Home Pastors Videos For Pastors How Matt Chandler Organizes His Day as a Pastor

How Matt Chandler Organizes His Day as a Pastor

17392


Failing to spend time with God throughout the day, every day “is a foolish punt of our rights as children of God.” That’s according to Pastor Matt Chandler of the Village Church. Chandler intentionally organizes his day, week, month and year around specific goals for meeting with and celebrating God.

In this video Chandler reveals his “rule of life” for a day, but quickly adds that his schedule is inconsistent and messy.

How Pastor Matt Chandler Schedules His Day

Pastor Matt Chandler arises at 5:00 am and reads his Bible for the next hour. He said there’s nothing magic about that time. He gets up at 5:00 because his children awake at 6:00 and he finds it impossible to read and study until “my kids start eating like human beings.”  He jokingly said he can’t read his Bible while his children are slurping cereal—“It does something weird to my soul.”

For the next hour or so he helps get his kids ready for their day and then leaves for the office. On the short drive to the church he prays through his calendar. He asks God for supernatural wisdom to be able to see possibilities and problems in every meeting and plan.

His schedule is designed to allow a 10 minute gap between each meeting or task to allow him to pray about the next duty and to orient his heart around the need for God to be involved.

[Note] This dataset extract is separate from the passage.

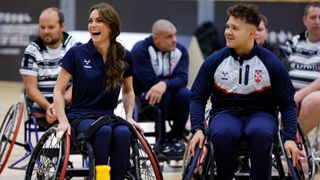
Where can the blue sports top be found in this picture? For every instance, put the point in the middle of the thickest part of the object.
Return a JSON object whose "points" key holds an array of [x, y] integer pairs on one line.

Chandler said the respite helps prevent his day from “cascading out of control.”

Before he leaves for lunch Chandler reads a chapter from the book “Valley of Vision” a collection of Puritan prayers and meditations.  He also prayers for who will be joining him at lunch. On way back to the office he prays about his afternoon schedule.

Chandler calls his preparation to leave for the day one of the most important periods. He said it’s easy for him to be frustrated by goals that weren’t achieved and he doesn’t want to take that frustration home to his family, so he takes stock of his heart and realizes that the task undone will be there when he returns. The realization allows him to focus on responsibilities as husband and father.

At bedtime, he recounts how God heard his prayers and answered them and reminds himself that nothing he did that day affects God’s love for him.

On Wednesday’s, Chandler fasts from breakfast and lunch. He said the hunger is a reminder that he desires fellowship with God more than food.

Once a week the family has devotions, but like his daily schedule, the time tends to be inconsistent and messy.

Every month he schedules “The Day.”  On that day he does not turn on his phone or computer. Instead Chandler spends time with his Bible and God. He calls it, “my hardest day,” adding, “I know it’s good for the heart and I know it’s difficult. I get wore out on sitting and praying. I’d rather be doing something.”  But that he said, is the drift we all have toward self reliance.

Every Year Chandler celebrates advent, New Year’s Day and Easter.  His family joins a group of friends on those days filled with food, drink and fun. He asked, “What’s broken in us that we can’t celebrate these things?”

It’s a reminder and an invitation into our privilege of the power and presence of God, not in the tabernacle or ritual, through a living invitation to dwell in and with the spirit of God. Think how it might mark us as a community of faith.

And Chandler said we and those around us enjoy benefits because we are at our best when we’re in the presence of God.